I have to thank Ezra Klein. I have for some time been trying, without success, to spark a debate about whether expanding health insurance coverage would actually save any lives. Even my bet with Karen Davenport seemed to go nowhere. But when Klein accused Sen. Joe Lieberman (I‑CT) of being “willing to cause the deaths of hundreds of thousands of people” because Lieberman was jeopardizing passage of legislation that would expand health insurance to 30 million people, Klein made a debate possible.


Following on my first response to Klein that the evidence supporting his claim is remarkably thin, others have joined the discussion. Matt Yglesias of the Center for American Progress rose to Klein’s defense. Megan McArdle (in The Atlantic magazine and her blog) and Tyler Cowen (at Marginal Revolution) both argue that we don’t really know if Klein’s claim is true.


Today, Yglesias poses the following question on his Twitter page:

Do rightwingers really believe that US health insurance has no mortality-curbing impact?

I see two problems. First, there are no right-wingers in this debate. McArdle, Cowen, and I all support gay marriage, for example.

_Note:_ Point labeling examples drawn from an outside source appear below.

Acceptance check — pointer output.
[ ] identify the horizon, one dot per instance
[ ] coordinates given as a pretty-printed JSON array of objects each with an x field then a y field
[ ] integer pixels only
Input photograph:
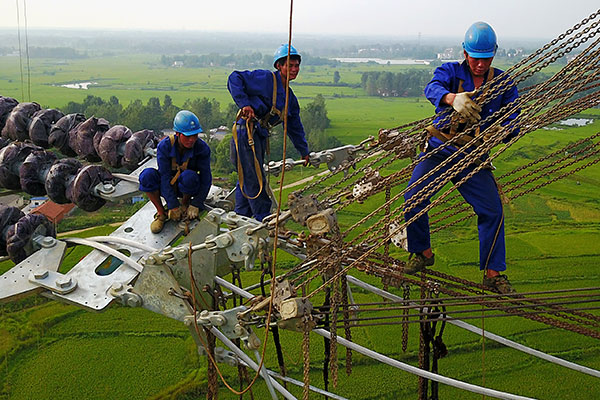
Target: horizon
[{"x": 348, "y": 18}]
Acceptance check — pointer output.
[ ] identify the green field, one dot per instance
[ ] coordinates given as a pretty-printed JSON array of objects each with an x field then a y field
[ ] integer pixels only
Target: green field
[{"x": 50, "y": 350}]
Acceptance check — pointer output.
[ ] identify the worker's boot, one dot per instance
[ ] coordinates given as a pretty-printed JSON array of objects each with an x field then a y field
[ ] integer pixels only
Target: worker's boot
[
  {"x": 499, "y": 283},
  {"x": 417, "y": 262},
  {"x": 158, "y": 223}
]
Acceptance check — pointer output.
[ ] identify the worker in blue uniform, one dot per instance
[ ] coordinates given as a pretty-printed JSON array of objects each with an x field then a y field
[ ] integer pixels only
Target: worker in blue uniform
[
  {"x": 183, "y": 173},
  {"x": 453, "y": 85},
  {"x": 260, "y": 95}
]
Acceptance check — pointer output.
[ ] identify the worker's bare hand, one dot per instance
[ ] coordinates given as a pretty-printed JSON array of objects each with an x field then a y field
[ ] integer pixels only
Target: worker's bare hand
[
  {"x": 466, "y": 107},
  {"x": 492, "y": 132},
  {"x": 248, "y": 113},
  {"x": 175, "y": 214}
]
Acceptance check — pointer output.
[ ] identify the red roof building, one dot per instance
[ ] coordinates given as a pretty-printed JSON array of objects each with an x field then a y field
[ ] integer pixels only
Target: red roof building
[{"x": 54, "y": 212}]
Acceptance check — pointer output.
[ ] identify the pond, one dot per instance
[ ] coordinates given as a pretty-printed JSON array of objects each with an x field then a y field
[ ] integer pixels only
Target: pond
[{"x": 79, "y": 85}]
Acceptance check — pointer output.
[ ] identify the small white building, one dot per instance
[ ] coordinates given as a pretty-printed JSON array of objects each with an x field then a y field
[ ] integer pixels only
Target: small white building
[{"x": 12, "y": 200}]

Second, Yglesias sets up a straw man. He asks whether health insurance on average has a positive impact on mortality, when the debate is actually over the effect of health insurance at the margin. In other words, would covering the uninsured save lives?


I don’t know anyone who thinks health insurance has zero effect on mortality overall. Yet it is entirely possible for the average effect to be positive and the marginal effect to be zero. One reason may be that the uninsured do benefit from the human and physical capital that health insurance makes possible. It may also be the case that when the uninsured do obtain health insurance, the additional medical care they receive is more likely to harm them than to help them. The researchers behind the RAND Health Insurance Experiment make essentially the same point.


If the marginal effect of health insurance on health is zero, it raises other interesting questions. Would it also have zero effect on health outcomes if we were to reduce the number of people with health insurance? What is the size of the margin over which health insurance has zero impact? (Robin Hanson suggests it may be very, very large.)


Klein recently declined an invitation to debate these issues at Cato. Too bad. This is worth pursuing.